Whole life or not whole life: that is the life insurance question – Part 2
Part 2: The corporate structure
In Part 1 of this series (CD – insert link), we discussed how fraternal societies formed to indemnify families against the loss of a financial provider. This “coverage” was “permanently” available since it was not known when the provider would pass away. True, the risk was greater when he went off to war, but the obligation to support his survivors remained in force even when he returned. Such is the purpose of a “burial society.”
In Part 2 we will discuss how this “fraternal” structure became more formal.
Think Advisor reports the formation of the first “insurance companies” this way:
Edward Lloyd’s Coffee House, a small shop on London’ Tower Street and a popular gathering place for ship captains, ship owners and merchants, becomes the go-to place for shipping news and, eventually, marine insurance.
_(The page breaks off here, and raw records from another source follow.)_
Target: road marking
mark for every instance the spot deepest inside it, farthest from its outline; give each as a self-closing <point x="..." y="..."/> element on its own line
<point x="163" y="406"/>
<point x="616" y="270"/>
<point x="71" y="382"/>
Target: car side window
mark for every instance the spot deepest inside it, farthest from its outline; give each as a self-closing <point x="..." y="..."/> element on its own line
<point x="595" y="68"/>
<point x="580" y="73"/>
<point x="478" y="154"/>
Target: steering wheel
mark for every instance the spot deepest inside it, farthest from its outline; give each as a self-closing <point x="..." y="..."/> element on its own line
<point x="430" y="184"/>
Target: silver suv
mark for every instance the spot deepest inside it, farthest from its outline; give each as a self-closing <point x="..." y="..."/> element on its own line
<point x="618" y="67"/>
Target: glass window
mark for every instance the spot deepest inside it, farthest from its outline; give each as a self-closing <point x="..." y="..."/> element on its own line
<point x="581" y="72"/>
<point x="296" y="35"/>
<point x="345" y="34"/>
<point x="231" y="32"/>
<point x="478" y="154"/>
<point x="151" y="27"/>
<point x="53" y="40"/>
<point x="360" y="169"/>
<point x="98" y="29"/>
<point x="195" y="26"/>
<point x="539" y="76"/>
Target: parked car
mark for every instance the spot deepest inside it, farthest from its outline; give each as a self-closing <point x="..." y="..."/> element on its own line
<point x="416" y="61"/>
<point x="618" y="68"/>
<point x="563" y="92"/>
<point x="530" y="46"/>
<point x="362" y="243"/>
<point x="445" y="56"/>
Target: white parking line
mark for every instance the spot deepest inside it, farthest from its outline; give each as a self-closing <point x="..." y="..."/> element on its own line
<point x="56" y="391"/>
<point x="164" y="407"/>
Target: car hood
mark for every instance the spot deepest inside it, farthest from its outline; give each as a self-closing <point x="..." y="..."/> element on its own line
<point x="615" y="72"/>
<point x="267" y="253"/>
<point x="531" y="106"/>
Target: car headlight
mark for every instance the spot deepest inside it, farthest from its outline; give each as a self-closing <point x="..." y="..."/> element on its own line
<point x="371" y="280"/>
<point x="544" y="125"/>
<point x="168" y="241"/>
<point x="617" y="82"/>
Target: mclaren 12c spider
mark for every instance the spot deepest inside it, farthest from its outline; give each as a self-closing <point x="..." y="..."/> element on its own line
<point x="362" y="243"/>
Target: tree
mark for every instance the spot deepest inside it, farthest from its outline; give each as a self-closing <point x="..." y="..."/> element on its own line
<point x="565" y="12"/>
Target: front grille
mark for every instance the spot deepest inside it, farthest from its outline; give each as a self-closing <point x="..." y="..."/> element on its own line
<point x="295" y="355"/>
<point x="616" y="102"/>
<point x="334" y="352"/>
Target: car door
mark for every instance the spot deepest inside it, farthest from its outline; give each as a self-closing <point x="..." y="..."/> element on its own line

It was there that the modern concept of an insurance company came into being.
In 1769, a group of professional underwriters broke off to establish New Lloyd’s Coffee House, which would eventually grow up into Lloyd’s of London.
The Presbyterian Synod of Philadelphia sponsored the first life insurance corporation in America for the benefit of Presbyterian ministers and their dependents. Episcopalian ministers organized a similar fund a decade later.
(The first insurance company in the American colonies was formed before this, in Charleston, S.C., in 1735, but it offered only fire insurance at first. It didn’t add life insurance until 1760.)
It is interesting to note that companies were formed to manage other risks besides the demise of the insured. Losses due to maritime hazards, and to fire, were also indemnified. The corporate structure made it easier for interested parties to pool resources and spread the risk, thus making it possible to insure against large losses at a discount.